Every 66 seconds, someone is diagnosed with Alzheimer’s disease. Frank LaFerla, dean of UCI’s Francisco J. Ayala School of Biological Sciences, says that with more than 76 million aging baby boomers in the U.S., the memory-impairing condition is “the most important medical problem of our time – and one that’s going to intensify greatly over the next 20 years.”
While research on preventing and treating the disease is robust, the myriad day-to-day challenges for people with Alzheimer’s and their caregivers are often ignored. UCI’s Institute for Memory Impairments and Neurological Disorders is seeking to change that.
On Friday, Sept. 22, UCI MIND and Alzheimer’s Orange County will co-host the 28th Annual Southern California Alzheimer’s Disease Research Conference, themed “The Elephant in the Room: Sensitive Subjects in Dementia Care.” It will highlight “taboo” topics that impact the daily lives of Alzheimer’s patients and their relatives, including elder abuse, end-of-life issues, sex and intimacy, and driving risks.
“Traditionally, we’ve focused on cutting-edge research in prevention and early diagnosis,” says Chelsea Cox, associate director of education at UCI MIND, “but this year we decided to focus on the pervasive psychosocial challenges that affect families and are too often left unaddressed.”
The conference is designed to provide information and management strategies and facilitate discussion among those with Alzheimer’s, their kin and their caretakers, who may be hesitant to broach difficult subjects with stigmas attached. More than 400 healthcare professionals, students, researchers and caregivers are expected to attend.

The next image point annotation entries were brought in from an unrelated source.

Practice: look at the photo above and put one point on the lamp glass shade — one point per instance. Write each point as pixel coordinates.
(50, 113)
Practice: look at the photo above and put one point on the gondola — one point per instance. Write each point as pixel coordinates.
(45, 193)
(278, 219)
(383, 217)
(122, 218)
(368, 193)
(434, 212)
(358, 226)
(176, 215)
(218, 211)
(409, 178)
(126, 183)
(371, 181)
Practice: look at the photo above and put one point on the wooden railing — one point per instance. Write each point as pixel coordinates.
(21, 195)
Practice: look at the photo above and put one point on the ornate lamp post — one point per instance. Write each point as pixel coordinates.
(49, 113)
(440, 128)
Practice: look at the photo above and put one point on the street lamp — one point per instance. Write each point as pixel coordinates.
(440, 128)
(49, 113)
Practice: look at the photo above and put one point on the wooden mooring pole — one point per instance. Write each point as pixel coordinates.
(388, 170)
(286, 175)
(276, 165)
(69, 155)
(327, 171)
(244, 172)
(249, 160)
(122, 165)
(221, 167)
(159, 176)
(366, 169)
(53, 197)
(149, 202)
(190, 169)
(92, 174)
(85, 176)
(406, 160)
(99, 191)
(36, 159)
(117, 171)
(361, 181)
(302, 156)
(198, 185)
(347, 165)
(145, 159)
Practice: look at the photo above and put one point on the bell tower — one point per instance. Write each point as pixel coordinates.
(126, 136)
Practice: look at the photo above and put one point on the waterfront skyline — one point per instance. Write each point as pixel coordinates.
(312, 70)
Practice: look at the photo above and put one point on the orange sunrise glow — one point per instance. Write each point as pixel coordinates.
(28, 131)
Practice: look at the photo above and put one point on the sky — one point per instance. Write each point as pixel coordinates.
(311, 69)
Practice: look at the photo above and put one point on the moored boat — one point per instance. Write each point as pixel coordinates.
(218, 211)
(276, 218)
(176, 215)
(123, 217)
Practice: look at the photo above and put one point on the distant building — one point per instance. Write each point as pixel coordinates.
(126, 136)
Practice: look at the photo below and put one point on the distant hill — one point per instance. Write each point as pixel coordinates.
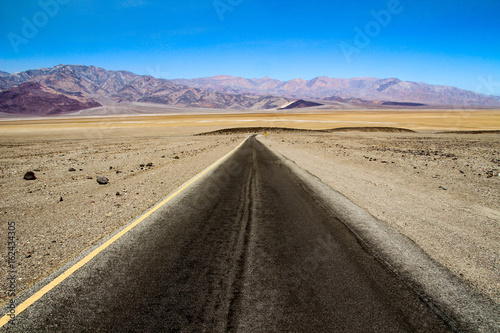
(369, 90)
(300, 104)
(122, 86)
(32, 98)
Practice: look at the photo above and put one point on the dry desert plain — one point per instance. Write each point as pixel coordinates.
(442, 190)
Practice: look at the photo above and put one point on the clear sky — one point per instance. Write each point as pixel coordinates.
(446, 42)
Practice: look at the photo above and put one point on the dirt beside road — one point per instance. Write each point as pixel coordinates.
(63, 212)
(440, 190)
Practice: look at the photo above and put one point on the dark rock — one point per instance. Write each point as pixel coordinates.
(30, 175)
(102, 180)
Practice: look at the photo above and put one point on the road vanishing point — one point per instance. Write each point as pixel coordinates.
(248, 248)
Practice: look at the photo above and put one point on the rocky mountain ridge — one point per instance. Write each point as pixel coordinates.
(368, 89)
(96, 83)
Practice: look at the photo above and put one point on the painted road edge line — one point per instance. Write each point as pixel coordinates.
(40, 293)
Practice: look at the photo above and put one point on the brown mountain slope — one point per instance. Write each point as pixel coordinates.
(32, 98)
(371, 89)
(121, 86)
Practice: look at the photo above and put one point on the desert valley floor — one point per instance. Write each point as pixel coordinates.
(440, 189)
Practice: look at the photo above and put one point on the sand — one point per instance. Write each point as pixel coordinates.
(440, 190)
(458, 225)
(49, 231)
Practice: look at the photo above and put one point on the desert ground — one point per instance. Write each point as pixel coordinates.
(442, 190)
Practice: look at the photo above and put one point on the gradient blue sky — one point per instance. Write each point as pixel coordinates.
(453, 43)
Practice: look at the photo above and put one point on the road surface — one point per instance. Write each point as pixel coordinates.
(249, 249)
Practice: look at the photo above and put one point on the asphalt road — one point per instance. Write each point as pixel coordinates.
(249, 249)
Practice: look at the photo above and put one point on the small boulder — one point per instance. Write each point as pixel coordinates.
(102, 180)
(30, 175)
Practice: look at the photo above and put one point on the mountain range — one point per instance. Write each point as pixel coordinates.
(353, 91)
(69, 88)
(96, 84)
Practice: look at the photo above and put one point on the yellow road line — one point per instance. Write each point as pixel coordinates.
(36, 296)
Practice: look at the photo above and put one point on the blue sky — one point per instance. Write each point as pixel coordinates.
(453, 43)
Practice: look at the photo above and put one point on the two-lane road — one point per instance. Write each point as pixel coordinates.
(249, 249)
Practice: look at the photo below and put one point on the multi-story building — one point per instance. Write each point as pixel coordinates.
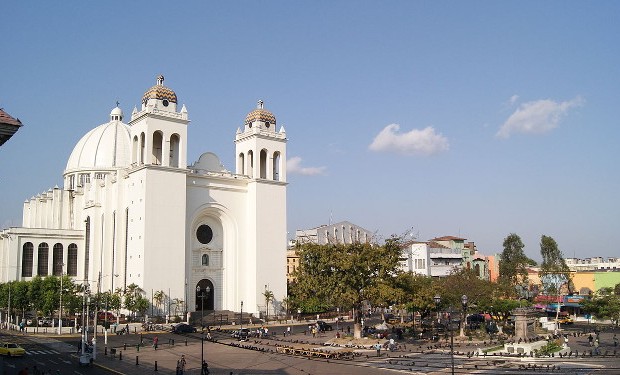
(593, 264)
(442, 256)
(430, 258)
(343, 232)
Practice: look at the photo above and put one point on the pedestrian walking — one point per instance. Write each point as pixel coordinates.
(596, 347)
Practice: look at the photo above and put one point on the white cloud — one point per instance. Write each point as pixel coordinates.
(293, 166)
(513, 99)
(536, 117)
(415, 142)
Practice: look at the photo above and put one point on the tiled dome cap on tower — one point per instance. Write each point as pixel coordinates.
(160, 92)
(260, 114)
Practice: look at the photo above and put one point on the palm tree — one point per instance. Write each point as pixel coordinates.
(158, 297)
(177, 303)
(268, 294)
(132, 294)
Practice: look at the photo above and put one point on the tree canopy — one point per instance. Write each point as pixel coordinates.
(513, 262)
(553, 271)
(345, 275)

Among the presenters will be Joshua Grill, UCI associate professor of psychiatry & human behavior, who co-directs UCI MIND with LaFerla.

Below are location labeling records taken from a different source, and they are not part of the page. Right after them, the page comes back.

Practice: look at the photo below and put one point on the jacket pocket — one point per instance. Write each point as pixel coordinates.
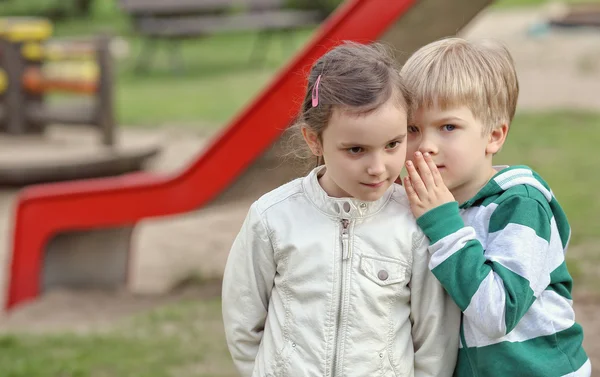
(282, 358)
(383, 270)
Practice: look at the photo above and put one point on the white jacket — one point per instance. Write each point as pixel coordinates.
(321, 286)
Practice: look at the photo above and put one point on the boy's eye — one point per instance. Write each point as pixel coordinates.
(392, 145)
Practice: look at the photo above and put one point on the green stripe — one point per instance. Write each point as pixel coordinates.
(562, 223)
(549, 356)
(519, 295)
(524, 211)
(462, 273)
(561, 281)
(441, 221)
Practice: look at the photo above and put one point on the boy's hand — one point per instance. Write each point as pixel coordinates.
(425, 188)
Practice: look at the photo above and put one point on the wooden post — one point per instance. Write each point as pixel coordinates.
(105, 117)
(14, 98)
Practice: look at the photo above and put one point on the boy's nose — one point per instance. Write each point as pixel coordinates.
(376, 167)
(427, 146)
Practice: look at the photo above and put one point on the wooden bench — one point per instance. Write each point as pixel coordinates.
(175, 20)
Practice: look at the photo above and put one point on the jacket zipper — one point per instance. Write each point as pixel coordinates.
(341, 323)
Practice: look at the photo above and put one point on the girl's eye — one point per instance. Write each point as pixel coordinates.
(392, 145)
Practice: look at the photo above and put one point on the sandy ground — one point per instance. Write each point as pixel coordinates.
(556, 70)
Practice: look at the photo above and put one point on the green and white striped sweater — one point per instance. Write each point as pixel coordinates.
(501, 257)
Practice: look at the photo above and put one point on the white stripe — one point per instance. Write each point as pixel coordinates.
(485, 312)
(449, 245)
(519, 249)
(556, 253)
(584, 371)
(521, 177)
(549, 314)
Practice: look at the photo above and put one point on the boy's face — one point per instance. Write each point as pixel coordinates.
(458, 145)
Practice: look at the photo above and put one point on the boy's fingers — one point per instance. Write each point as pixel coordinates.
(415, 180)
(435, 173)
(424, 170)
(410, 191)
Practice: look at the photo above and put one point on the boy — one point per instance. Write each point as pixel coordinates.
(500, 253)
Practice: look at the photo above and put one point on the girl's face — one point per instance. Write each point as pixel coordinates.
(363, 154)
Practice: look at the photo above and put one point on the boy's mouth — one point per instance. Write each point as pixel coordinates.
(374, 185)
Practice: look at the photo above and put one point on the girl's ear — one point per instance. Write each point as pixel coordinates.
(496, 139)
(312, 139)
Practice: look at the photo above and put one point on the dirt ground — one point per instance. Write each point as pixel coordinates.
(556, 70)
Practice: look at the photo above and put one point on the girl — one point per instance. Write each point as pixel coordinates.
(328, 275)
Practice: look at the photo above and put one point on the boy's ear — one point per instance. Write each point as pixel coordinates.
(312, 139)
(496, 139)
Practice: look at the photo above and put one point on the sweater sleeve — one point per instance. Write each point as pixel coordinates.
(494, 287)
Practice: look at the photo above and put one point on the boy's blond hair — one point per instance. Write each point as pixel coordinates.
(454, 72)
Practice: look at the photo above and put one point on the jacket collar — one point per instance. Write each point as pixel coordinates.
(340, 207)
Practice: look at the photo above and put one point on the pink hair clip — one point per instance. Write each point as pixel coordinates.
(315, 93)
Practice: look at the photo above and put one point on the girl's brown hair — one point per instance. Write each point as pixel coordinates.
(356, 78)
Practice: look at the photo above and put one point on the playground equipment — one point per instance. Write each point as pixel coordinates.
(32, 67)
(76, 214)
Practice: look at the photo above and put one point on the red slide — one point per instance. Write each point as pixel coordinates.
(46, 210)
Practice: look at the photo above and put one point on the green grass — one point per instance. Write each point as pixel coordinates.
(181, 340)
(561, 146)
(186, 339)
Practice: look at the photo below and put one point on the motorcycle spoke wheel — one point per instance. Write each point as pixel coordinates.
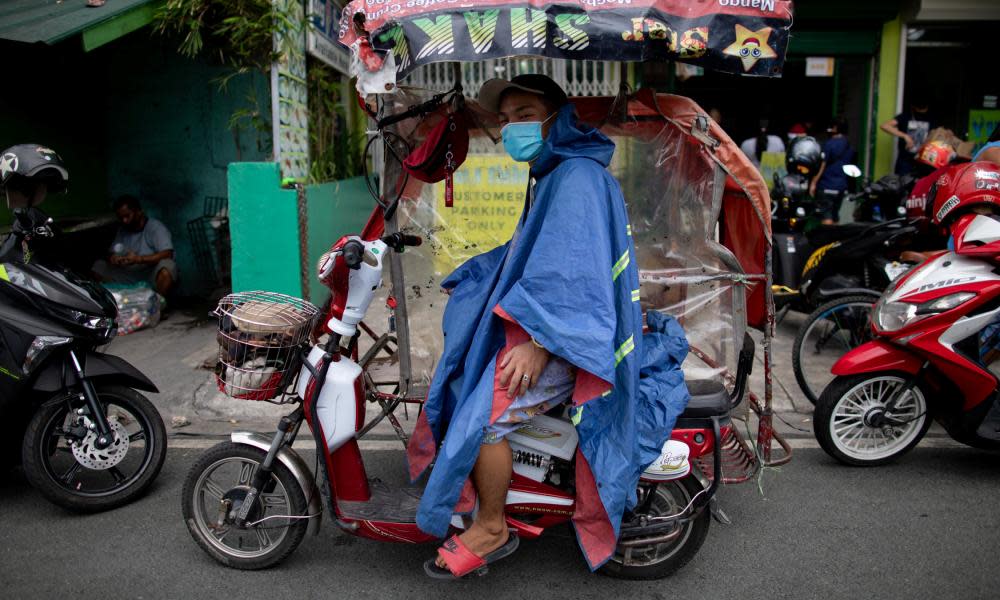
(829, 333)
(855, 427)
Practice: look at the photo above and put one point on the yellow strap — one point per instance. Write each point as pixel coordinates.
(620, 266)
(623, 350)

“This year, we’re focusing on making life easier for those who have already been diagnosed with dementia, in ways that recognize their daily struggles,” Grill says. “We want to build confidence around starting a dialogue, finding support and increasing consultations for these challenges.”
LaFerla, who has been researching Alzheimer’s for nearly 30 years, is scheduled to open the conference alongside Grill. The impact of the disease is “absolutely astounding,” he says: One in 20 people over 65 are affected by Alzheimer’s disease, and that number grows exponentially with age. After 85, 40 to 50 percent of people suffer from it.
“The most obvious issue for people impacted by Alzheimer’s is loss of memory, but physicians and caregivers often overlook other aspects that can make all the difference in someone’s life,” LaFerla says. “There are no simple answers to end-of-life decisions, intimacy matters or any of the other topics we’re concerned with, but so many people are struggling with these questions that it’s necessary to open up a dialogue.”
He hopes the conference will bring attention not only to these subjects, but to the national role UCI plays in researching Alzheimer’s. The campus houses one of just 32 National Institutes of Health-designated Alzheimer’s Disease Research Centers in the U.S. – and the only one in Orange County.
“The way we’ll solve this problem is through research, and UCI is one of the leading research centers in the country,” LaFerla says. “We’re eager to showcase the work we’ve been doing and to continue working toward better treatments and solutions for this disease.”